Never before in her long reign has the Queen come to the Cenotaph on Whitehall and not walked up the stone steps of the Cenotaph to place a wreath.
She has missed the ceremony before.
She was absent when pregnant and when overseas tours took her somewhere else.
But today she will lead the service from a balcony overlooking Whitehall.
It’s a position her own mother used to use.
Today, as the Queen Mother once did, the Queen will watch as members of her family lay their wreaths.
The Queen’s will be laid on her behalf by her son, the Prince of Wales.
Given the length of the service on an often cold November morning, and the steps which have to be navigated backwards, it will be a surprise to many that the 91 year old Monarch did not decide to do this many years before.

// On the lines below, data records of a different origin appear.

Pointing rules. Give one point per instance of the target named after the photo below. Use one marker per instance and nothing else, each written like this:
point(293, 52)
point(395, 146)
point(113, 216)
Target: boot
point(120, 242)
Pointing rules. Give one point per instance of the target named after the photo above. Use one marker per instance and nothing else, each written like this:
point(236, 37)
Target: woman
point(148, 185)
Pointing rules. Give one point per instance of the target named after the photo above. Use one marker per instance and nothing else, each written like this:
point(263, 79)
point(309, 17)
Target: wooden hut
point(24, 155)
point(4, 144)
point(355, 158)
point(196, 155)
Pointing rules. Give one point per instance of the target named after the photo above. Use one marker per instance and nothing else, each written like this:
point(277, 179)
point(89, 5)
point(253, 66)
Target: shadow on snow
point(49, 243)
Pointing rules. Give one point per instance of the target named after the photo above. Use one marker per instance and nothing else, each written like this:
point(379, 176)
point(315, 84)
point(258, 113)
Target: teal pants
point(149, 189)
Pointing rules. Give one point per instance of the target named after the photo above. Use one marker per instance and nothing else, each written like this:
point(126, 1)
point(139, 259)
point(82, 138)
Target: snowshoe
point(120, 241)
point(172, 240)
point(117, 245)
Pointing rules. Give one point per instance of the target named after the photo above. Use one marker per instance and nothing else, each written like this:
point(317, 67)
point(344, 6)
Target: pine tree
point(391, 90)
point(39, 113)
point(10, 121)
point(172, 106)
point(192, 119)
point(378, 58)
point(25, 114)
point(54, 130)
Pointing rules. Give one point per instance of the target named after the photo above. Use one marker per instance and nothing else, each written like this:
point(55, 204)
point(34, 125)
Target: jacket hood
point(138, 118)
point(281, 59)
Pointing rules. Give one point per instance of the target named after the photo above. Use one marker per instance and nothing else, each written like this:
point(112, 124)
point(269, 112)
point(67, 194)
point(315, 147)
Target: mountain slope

But with her husband now well into his 97th year, and her desire to be next to him at the Remembrance Sunday service, we will witness today another significant moment in the history of our royal family.
Its a moment when the Queen will pass her duties to her son, the heir apparent, Prince Charles.
It’s also the first remembrance service at the Cenotaph since the Duke of Edinburgh retired from public life earlier this year.
This couple both lived through - and served in - the Second World War.
He, at sea in the Royal Navy.
She, as a driver and mechanic in the Auxiliary Territorial Service - at the time the women’s branch of the British Army.
Buckingham Palace is very sensitive to claims that the Queen is handing over duties because of her age and the official reason for today’s decision is because she wants to be by her husband’s side.
But for anyone watching today, it will be a moment to reflect on the slow but inevitable change at the top of the Royal Family.
For The Prince of Wales, who himself will turn 70 next year, it marks another step on his journey to becoming king.